Erzurum’un Pasinler ilçesine bağlı Taşkaynak köyünde bulunan 93 Harbi kahramanı Keyvanklı Hüseyin Ağa’nın kabri, yıllardır süren ilgisizlik nedeniyle yok olmak üzere.
1877-1878 Osmanlı-Rus Savaşı sırasında sivil direnişi örgütleyen, köylüleri gönüllü birliklere katan Hüseyin Ağa, Erzurum’un efsaneleşmiş isimleriyle birlikte cephede ve cephe gerisinde omuz omuza mücadele vermişti. Nene Hatun, Name Kadın, Topal Gülizar ve Yaşar Emmi gibi halk kahramanlarıyla birlikte Erzurum savunmasının simge isimlerinden biri olan Keyvanklı Hüseyin Ağa, Aziziye Tabyaları’nın ve çevre köylerin direnişinde aktif görev aldı. Halk arasında “dağ gibi yiğit” olarak anılan Hüseyin Ağa, sadece silahla değil, halkı bir araya getiren cesaretiyle hatırlanıyor.
Toprakla bütünleşen bir kahraman kabri
Kahraman Keyvanklı Hüseyin Ağa’nın kabrini bir an önce hak ettiği duruma getirilmesi gerektiğini ifade eden yöre halkı, “Ne var ki, onun bu kahramanlığına tanıklık eden kabri bugün yok olmanın eşiğinde. Taşkaynak köyünün yukarısında, dikenler arasında kalan mezarı neredeyse tamamen toprakla bütünleşmiş. Mezar taşı okunmaz hâle gelmiş, çevresi bakımsız, herhangi bir işaret ya da bilgi levhası bulunmuyor. Onu tanıyan son kuşaklar da birer birer sessizliğe karışırken, tarihin bu sesi de solmak üzere. Keyvanklı Hüseyin Ağa’nın hikâyesi, sadece Erzurum’un değil, tüm Anadolu’nun hafızasıdır. Nene Hatun’un taşıdığı tüfeğin, Name Kadın’ın taşıdığı azığın, Hüseyin Ağa’nın taşıdığı sancağın aynı mücadelede buluştuğu unutulmamalıdır. Bu mezar, geçmişin değil, geleceğin vicdanıdır” dediler.
“Mezarı sahipsiz kaldıkça, tarih de sessizleşiyor”

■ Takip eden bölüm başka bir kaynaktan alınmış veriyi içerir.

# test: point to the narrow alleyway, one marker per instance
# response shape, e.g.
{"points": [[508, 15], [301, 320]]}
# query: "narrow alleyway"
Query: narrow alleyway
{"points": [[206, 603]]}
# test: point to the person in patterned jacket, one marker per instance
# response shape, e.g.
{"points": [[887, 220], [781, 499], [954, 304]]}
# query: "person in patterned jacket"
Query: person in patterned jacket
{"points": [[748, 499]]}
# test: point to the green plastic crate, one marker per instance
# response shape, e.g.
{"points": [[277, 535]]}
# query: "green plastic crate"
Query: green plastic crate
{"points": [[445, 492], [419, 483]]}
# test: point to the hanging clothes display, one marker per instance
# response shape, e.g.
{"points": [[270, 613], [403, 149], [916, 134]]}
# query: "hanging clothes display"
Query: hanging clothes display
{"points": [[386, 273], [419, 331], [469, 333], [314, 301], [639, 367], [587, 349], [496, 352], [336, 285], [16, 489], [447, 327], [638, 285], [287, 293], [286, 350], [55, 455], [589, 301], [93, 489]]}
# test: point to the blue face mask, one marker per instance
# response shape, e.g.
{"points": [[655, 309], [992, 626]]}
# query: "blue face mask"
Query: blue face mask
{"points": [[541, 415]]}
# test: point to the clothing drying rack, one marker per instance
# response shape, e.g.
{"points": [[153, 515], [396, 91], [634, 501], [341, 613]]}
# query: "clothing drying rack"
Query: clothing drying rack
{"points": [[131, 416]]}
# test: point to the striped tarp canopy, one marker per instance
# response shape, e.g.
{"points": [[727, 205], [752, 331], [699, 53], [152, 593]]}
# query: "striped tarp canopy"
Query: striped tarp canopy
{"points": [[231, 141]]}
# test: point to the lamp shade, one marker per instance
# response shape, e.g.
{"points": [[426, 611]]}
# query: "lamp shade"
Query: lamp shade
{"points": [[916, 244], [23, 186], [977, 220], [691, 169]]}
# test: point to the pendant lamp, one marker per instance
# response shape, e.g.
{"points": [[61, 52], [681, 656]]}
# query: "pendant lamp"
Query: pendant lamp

Unutulmuş mirası gün yüzüne çıkaranlar ise, Erzurum’da yerel tarih çalışmaları yürüten araştırmacı-yazar Taner Özdemir, T.T. Nurettin Topçu Sosyal Bilimler Lisesi öğrencisi Serdar Koçak ve aynı okulun beden eğitimi öğretmeni Yücel Yasa oldu. Ekip, köyde yaptıkları saha çalışmalarıyla Hüseyin Ağa’nın mezarını belgeledi ve geçmişin izlerini kayıt altına aldı. Taner Özdemir şöyle konuştu: “93 Harbi’nde Erzurum’un sivil kahramanları bir destan yazdı. Nene Hatun’un direnişi ne kadar kıymetliyse, Hüseyin Ağa’nınki de o kadar önemlidir. Bugün o mezarın sessizliği, aslında toplumsal hafızamızın eksildiğini gösteriyor.” Öğrenci Serdar Koçak da sürece şu sözlerle katkı sundu: “Tarih kitaplarında adı geçmeyen ama halkın belleğinde yaşayan insanları tanımak, bizim için büyük bir sorumluluk. Bu sadece bir mezar değil, geçmişe açılan bir kapıdır.” Beden eğitimi öğretmeni Yücel Yasa ise çalışmanın gençlerle birlikte yürütülmesine dikkat çekti: “Sahaya çıkmak, tarihi yerinde solumak, öğrencilerde tarih bilincini güçlendiriyor. Hüseyin Ağa’nın mezarını bulmak, sadece fiziksel bir keşif değil; vicdani bir görevdi.” Hüseyin Ağa’nın torunu Fikrettin Albayrak, duygularını şu sözlerle ifade etti: “Dedemizi yaşatmak için yıllardır uğraşıyoruz. O, Erzurum’un bağrından çıkan gerçek bir halk önderiydi. Mezarı sahipsiz kaldıkça, tarih de sessizleşiyor.”